Os agentes penitenciários que viram a cara da morte

 | Marcelo Andrade/ Gazeta do Povo
(Foto: Marcelo Andrade/ Gazeta do Povo)

A faca artesanal era pressionada com força contra o pescoço do agente penitenciário Robson*. Por trás dele, dezenas de detentos rebelados e que haviam ganhado o telhado da Penitenciária Estadual de Piraquara II (PEP II) gritavam aos policiais e autoridades. O refém ouvia as ameaças com frieza, mas não sem suar frio. Nas 26 horas que durou a rebelião – entre os dias 12 e 13 de setembro – ele ficou em poder dos presos. Por cinco vezes foi exposto na cobertura da prisão e ameaçado com as armas artesanais.
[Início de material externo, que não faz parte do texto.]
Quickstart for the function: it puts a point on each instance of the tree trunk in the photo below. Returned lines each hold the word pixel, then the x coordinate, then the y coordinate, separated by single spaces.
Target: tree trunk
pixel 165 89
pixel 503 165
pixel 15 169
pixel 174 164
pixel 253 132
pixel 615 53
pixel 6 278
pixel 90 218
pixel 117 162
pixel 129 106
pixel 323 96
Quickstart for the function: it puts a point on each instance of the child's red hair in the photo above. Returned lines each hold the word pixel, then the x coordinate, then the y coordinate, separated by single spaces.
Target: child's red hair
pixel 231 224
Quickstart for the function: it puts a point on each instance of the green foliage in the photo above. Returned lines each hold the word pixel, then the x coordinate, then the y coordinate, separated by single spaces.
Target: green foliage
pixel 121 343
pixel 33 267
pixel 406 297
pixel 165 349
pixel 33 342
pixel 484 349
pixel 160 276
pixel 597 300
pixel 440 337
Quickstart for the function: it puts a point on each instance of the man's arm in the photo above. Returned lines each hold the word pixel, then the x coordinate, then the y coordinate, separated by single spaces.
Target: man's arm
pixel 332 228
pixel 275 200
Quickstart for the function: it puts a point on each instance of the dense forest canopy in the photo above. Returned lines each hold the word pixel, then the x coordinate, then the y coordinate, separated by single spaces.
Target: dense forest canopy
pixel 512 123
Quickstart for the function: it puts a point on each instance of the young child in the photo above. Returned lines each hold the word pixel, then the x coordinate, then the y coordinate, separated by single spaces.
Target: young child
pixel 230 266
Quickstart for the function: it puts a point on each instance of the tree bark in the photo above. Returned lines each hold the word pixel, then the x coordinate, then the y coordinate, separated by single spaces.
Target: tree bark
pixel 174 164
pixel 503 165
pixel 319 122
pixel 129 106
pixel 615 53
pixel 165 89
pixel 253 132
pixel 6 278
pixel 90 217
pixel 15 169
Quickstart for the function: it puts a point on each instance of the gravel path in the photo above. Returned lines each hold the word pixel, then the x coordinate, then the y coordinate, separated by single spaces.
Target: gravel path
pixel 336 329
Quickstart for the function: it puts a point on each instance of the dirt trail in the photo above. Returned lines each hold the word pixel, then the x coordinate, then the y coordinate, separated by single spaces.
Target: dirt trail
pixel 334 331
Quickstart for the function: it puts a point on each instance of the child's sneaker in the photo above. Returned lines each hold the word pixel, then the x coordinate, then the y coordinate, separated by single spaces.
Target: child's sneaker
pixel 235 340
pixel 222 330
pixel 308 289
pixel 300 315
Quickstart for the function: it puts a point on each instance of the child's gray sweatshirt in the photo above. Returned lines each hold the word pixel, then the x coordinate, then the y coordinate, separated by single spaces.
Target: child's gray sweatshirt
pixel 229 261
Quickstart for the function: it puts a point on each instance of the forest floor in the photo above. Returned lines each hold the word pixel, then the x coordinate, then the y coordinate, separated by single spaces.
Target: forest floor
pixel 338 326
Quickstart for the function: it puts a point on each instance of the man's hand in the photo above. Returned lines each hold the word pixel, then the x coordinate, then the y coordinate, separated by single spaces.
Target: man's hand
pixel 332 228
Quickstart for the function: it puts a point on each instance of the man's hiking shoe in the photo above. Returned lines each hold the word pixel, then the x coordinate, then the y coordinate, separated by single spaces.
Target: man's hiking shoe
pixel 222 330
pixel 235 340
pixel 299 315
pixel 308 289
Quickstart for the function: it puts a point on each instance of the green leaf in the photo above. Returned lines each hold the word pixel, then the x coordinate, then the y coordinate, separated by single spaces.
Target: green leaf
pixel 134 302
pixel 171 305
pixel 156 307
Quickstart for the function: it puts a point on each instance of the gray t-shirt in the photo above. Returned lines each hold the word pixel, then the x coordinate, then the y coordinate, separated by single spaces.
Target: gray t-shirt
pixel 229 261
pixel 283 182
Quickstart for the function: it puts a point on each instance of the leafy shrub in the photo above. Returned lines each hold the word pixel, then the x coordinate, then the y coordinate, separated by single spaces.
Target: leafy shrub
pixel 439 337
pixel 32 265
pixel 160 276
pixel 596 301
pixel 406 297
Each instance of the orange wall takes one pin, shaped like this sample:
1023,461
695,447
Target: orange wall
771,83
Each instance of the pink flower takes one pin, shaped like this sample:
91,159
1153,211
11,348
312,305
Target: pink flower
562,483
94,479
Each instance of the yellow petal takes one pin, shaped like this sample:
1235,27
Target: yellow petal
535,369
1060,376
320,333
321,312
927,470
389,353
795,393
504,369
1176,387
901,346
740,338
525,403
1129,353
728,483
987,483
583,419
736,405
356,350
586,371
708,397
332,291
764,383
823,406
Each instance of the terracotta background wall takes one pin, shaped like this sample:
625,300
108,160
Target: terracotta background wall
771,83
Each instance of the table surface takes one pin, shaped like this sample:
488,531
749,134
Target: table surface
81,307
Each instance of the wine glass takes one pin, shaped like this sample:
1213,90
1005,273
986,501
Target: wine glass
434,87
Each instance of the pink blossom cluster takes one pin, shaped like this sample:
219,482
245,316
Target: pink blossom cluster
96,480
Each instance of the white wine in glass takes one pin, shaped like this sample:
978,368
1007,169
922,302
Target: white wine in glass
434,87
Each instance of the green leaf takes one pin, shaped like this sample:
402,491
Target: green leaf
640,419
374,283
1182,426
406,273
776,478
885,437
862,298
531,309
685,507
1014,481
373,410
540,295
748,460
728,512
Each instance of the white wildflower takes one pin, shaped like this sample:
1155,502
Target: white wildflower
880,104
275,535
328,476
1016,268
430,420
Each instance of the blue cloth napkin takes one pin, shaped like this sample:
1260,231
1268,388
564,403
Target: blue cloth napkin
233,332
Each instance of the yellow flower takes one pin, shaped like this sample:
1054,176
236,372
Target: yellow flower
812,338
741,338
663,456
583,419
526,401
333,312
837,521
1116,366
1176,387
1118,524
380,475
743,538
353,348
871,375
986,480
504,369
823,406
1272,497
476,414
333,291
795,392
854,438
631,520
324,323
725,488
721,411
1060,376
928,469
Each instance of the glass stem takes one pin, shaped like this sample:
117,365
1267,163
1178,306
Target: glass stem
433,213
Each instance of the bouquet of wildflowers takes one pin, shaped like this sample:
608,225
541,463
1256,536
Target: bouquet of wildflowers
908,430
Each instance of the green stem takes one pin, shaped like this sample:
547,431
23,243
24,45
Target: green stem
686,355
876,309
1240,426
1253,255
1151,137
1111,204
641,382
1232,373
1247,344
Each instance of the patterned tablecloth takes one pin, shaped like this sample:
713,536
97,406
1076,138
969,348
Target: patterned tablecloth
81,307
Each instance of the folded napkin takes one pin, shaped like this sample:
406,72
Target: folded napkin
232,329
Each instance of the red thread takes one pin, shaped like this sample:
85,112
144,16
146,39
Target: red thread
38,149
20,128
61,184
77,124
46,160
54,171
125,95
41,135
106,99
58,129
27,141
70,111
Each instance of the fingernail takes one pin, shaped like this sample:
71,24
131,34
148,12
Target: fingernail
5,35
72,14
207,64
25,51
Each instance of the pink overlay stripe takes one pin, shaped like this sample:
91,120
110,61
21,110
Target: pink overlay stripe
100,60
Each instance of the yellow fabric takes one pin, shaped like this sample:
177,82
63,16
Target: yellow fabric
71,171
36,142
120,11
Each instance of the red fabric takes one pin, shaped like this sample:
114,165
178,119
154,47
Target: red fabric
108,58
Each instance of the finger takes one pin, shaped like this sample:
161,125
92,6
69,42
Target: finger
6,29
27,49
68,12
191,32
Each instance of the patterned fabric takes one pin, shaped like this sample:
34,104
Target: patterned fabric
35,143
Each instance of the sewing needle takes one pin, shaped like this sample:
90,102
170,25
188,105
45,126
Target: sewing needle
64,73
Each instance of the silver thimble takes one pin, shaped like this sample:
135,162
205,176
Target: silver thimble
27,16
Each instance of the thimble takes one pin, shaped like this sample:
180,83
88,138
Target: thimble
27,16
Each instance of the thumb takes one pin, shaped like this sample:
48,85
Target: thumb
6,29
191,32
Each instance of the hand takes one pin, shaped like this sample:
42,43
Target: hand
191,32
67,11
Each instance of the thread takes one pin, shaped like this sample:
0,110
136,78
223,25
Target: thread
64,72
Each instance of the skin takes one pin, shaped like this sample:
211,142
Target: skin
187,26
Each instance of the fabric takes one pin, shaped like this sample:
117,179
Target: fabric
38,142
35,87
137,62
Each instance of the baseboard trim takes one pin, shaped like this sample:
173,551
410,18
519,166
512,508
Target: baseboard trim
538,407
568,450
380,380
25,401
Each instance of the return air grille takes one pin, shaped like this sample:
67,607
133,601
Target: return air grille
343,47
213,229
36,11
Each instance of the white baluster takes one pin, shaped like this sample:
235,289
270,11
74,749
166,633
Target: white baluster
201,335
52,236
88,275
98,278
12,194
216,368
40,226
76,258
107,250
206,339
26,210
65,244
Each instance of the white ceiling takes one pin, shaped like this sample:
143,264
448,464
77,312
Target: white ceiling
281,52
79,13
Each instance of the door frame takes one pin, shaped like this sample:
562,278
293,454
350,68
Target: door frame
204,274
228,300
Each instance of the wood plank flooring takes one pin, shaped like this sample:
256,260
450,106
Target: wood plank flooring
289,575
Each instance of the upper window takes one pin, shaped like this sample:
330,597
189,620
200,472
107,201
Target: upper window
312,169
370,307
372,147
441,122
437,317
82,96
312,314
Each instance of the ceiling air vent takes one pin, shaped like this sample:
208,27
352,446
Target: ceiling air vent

"Quando eu ouvia os passos mais apressados, sabia que eles iam me levar lá pra cima. Na hora não tem o que fazer. É tentar ficar calmo", disse Robson. Além dele, outros 43 agentes penitenciários foram mantidos reféns, nas 21 rebeliões ocorridas em presídios paranaenses desde dezembro do ano passado – uma delas ainda em andamento, na Penitenciária Industrial de Guarapuava (PIG), até o fechamento desta edição. Três deles contaram à Gazeta do Povo os horrores vividos nas horas em que estiveram "guentados" (gíria para "dominados") pelos presidiários.

"Você se sente um lixo, porque, por mais que você respeite o preso no dia a dia, você não sabe o que vai acontecer durante a rebelião. É muita tensão. Eu vi a cara da morte. Só pensava na minha família, que eu queria ver todos eles de novo", disse Laércio*, agente penitenciário da PEP II, que também foi rendido em uma rebelião neste ano.

A paz no interior dos presídios, dizem os agentes, existe no fio da navalha. Relatam que, dentro das celas, os presos fabricam os "estoques" (armas improvisadas) com facilidade, a partir de pedaços de vergalhões, retirados da estrutura das paredes. "Eles cavam as paredes, retiram aço das vigas e já era", contou Mário*, que também já teve sua vida nas mãos dos presidiários.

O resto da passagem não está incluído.